朱の花粉
劇場公開日:1960年2月2日
解説
週刊読売に連載された舟橋聖一の同名小説の映画化。柳井隆雄・大庭秀雄・高橋治が共同で脚色、「若い素顔」のコンビ大庭秀雄が監督し、厚田雄春が撮影した。
1960年製作/82分/日本
劇場公開日:1960年2月2日
ストーリー
東京。戦後まもない頃。もと憲兵将校の浜名は闇ブローカーをやっていた。妻の菊絵につらくあたり、昔の女・加美子を家にひっぱりこんだ。浜名の弟・井太郎が菊絵をなぐさめた。雪の夜、菊絵は子の菊夫を背に家出した。井太郎は義姉のあとを追った。二人は菊夫を伊豆のもとの女中・お菅にあずけ、銀座の闇ずし屋「すし徳」に住みこんだ。菊絵には忘れられぬ男がいた。女学校のときの教師・武中だ。父の命令で強引に軍人の浜名との縁談が進んだ。卑劣にも、浜名は武中を自由主義者として逮捕し、釈放のひきかえに結婚を迫った。菊絵は武中のために浜名に嫁いだ。武中はまもなく出征し、何も知らなかった。--旧友の千種から、武中が復員し、金沢で北欧文学のホン訳をしているとわかった。すし徳が警察の手入れを受け、菊絵らはナイト・クラブ“ホワイト・レイン”につとめ変えた。女給とボーイとして。浜名がかぎつけて来たが、支配人が追っぱらった。伊豆の菊夫に会うのが菊絵の喜びだった。“北陸新協”の東京公演があり、武中がホン訳と演出を受持った。菊絵は公演を見たが、武中に会う勇気はなかった。
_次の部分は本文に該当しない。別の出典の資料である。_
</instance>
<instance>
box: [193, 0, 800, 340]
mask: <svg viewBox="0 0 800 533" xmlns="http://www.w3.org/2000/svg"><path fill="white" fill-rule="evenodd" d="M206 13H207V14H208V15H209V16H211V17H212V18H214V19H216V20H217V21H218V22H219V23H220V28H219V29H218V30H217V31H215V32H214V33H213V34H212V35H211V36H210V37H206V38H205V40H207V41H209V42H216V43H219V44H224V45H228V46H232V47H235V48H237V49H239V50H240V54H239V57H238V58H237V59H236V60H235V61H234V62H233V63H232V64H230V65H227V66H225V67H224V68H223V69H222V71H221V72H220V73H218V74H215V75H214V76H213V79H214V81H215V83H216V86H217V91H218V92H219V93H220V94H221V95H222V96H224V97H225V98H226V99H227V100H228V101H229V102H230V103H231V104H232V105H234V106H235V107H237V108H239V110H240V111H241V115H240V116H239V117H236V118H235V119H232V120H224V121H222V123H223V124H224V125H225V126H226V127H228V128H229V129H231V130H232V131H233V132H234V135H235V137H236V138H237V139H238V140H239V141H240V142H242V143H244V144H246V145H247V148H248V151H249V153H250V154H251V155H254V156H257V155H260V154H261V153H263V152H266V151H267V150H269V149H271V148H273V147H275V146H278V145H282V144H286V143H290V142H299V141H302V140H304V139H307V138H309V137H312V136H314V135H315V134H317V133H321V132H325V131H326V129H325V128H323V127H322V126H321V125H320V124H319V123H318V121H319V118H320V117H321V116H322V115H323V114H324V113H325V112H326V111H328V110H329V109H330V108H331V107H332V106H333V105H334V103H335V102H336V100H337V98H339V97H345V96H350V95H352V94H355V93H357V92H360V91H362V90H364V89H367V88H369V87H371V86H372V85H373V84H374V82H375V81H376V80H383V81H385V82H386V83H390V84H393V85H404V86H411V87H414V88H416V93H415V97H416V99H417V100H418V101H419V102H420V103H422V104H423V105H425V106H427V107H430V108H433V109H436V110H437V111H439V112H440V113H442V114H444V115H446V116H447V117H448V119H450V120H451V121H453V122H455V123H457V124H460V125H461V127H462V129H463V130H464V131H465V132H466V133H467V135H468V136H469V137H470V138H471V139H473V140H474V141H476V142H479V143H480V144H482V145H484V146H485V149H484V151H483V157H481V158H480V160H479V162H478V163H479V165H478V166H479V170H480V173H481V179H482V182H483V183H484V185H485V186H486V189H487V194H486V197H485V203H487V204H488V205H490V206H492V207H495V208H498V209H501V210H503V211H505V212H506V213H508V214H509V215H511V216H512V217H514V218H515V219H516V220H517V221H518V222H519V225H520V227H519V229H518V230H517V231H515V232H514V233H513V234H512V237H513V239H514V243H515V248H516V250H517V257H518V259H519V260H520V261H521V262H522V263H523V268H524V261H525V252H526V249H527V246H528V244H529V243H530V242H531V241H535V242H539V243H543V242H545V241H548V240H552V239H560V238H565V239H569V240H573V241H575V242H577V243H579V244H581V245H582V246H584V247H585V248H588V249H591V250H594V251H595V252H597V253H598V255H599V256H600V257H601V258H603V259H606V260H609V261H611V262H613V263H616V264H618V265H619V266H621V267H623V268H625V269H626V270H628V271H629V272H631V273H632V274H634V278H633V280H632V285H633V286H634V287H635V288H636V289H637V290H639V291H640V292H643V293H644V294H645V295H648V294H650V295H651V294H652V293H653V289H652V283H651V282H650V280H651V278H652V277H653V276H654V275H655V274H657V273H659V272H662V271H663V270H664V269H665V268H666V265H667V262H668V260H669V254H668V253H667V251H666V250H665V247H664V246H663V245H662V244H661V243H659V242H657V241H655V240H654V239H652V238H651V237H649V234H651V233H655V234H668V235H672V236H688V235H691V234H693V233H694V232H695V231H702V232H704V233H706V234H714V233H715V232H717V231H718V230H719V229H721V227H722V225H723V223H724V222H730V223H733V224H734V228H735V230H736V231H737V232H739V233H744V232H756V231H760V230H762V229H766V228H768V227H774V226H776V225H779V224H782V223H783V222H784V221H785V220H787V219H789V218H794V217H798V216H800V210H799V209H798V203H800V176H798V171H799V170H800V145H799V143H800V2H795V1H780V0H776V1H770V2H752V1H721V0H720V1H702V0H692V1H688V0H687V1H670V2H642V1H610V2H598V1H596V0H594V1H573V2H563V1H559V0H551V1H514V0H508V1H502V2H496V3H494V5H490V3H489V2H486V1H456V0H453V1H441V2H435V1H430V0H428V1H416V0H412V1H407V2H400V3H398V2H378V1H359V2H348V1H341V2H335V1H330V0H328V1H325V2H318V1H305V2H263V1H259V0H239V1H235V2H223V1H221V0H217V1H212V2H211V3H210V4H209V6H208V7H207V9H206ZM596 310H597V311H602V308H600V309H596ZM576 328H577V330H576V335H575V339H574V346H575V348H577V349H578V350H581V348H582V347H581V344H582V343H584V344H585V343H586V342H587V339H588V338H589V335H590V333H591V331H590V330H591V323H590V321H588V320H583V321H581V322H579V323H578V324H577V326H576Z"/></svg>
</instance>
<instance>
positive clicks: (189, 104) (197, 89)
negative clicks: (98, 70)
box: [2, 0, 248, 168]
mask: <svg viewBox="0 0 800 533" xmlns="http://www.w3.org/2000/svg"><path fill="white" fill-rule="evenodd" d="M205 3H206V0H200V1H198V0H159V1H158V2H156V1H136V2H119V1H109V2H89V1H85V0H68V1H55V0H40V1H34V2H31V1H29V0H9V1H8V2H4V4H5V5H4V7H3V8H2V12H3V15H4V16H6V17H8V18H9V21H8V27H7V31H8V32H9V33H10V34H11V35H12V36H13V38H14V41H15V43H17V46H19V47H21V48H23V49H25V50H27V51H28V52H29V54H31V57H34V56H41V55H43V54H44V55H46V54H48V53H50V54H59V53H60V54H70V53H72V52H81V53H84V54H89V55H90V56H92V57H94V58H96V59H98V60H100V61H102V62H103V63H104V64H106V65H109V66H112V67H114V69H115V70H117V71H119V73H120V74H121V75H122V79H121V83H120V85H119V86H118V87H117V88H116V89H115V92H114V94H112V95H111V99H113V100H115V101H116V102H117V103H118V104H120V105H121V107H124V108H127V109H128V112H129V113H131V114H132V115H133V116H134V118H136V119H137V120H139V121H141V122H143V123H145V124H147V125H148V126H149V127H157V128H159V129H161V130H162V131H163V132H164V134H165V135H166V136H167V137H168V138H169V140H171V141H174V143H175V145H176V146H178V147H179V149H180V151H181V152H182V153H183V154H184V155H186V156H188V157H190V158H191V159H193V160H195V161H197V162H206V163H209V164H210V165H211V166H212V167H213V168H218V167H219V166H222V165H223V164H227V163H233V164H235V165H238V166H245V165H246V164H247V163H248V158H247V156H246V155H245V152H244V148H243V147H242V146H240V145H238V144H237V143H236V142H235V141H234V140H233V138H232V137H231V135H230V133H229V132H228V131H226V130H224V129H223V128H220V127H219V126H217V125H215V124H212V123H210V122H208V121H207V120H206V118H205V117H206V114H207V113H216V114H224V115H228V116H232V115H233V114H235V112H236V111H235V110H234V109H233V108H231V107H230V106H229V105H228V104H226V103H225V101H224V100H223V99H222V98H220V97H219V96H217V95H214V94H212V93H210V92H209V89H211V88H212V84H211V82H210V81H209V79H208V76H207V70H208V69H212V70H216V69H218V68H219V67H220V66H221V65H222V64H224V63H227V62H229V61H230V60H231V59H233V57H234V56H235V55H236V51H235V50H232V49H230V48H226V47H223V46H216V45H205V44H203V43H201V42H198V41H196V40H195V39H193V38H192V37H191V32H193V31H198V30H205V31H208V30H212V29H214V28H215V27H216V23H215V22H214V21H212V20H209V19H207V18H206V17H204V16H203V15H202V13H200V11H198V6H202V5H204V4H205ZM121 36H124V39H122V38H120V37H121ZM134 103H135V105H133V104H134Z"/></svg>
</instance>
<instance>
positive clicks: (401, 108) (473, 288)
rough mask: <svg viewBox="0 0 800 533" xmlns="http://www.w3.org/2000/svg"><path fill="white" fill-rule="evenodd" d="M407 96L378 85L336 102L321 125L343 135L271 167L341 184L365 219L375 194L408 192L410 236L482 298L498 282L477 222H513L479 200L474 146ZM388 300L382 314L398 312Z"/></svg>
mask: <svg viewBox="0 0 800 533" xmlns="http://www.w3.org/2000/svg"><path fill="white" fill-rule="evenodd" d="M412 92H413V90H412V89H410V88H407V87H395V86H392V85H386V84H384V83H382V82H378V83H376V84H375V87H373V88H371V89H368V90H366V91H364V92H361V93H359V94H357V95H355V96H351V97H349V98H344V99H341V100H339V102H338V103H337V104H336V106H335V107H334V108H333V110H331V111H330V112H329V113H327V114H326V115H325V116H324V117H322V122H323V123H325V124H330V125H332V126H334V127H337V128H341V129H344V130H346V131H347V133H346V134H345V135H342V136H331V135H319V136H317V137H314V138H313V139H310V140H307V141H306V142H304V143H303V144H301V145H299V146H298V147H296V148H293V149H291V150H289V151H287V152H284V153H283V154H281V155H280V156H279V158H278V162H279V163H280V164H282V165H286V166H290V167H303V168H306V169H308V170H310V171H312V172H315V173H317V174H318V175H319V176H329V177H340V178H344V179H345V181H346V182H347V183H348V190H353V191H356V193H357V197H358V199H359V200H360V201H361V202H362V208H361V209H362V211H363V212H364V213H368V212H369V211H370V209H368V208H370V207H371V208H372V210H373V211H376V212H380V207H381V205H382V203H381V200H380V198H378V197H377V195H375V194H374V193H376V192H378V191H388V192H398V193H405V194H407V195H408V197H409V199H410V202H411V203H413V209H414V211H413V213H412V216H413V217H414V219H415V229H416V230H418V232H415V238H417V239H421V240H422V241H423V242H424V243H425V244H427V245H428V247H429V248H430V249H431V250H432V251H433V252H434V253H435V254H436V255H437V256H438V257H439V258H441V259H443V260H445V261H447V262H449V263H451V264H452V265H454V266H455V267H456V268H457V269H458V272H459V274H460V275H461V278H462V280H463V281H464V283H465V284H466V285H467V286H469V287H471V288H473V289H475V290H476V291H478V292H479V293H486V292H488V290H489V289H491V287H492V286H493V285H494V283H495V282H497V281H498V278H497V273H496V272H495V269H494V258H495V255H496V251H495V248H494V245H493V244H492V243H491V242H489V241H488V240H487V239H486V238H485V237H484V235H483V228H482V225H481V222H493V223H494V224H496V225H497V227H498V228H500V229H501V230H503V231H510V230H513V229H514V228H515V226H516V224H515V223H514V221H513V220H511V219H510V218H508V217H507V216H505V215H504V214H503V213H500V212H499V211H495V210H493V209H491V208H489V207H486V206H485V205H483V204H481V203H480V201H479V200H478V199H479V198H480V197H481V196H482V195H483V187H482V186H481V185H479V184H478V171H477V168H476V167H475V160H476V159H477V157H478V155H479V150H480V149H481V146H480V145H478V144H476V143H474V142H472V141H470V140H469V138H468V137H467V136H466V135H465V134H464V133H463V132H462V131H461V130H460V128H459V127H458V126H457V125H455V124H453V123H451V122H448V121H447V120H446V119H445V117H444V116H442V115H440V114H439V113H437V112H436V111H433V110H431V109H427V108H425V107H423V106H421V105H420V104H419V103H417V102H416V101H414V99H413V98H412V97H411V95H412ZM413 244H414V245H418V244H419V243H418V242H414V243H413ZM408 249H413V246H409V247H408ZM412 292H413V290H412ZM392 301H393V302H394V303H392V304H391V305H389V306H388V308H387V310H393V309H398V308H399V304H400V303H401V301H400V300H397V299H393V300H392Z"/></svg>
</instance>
浜名はお菅をだまし、菊夫を連れ去った。菊絵は淋しさを酒でまぎらわせた。武中の出版記念会に、菊絵は井太郎のすすめで出た。武中に、あの時のことを話した。が、彼は冷やかに過去のことは忘れようというばかりだ。彼女はうちひしがれ、酒をあおった。井太郎は義姉との生活をうちきり、出ていった。自分の気持をおさえきれなくなるから。一年後菊絵は浜名のもとに帰っていった。菊夫の母であることを思い知ったからだ。浜名は自分の行動を悔い、喜んで迎えた。が、彼は密輸の仕事にクビをつっこんでいた。その船が巡視船に追われ、抵抗し、浜名は銃弾で死んだ。--武中が人妻の雑誌記者きね子に無理心中されかけたのが、同じ日だった。菊絵は葬式がすんだあと、病院に彼をたずねた。武中はいつかの冷い態度をわび、北海道へ行って立直ろうといった。--井太郎は東北のダム工場で働いていた。武中と菊絵母子の汽車をひそかに彼が見送っていた。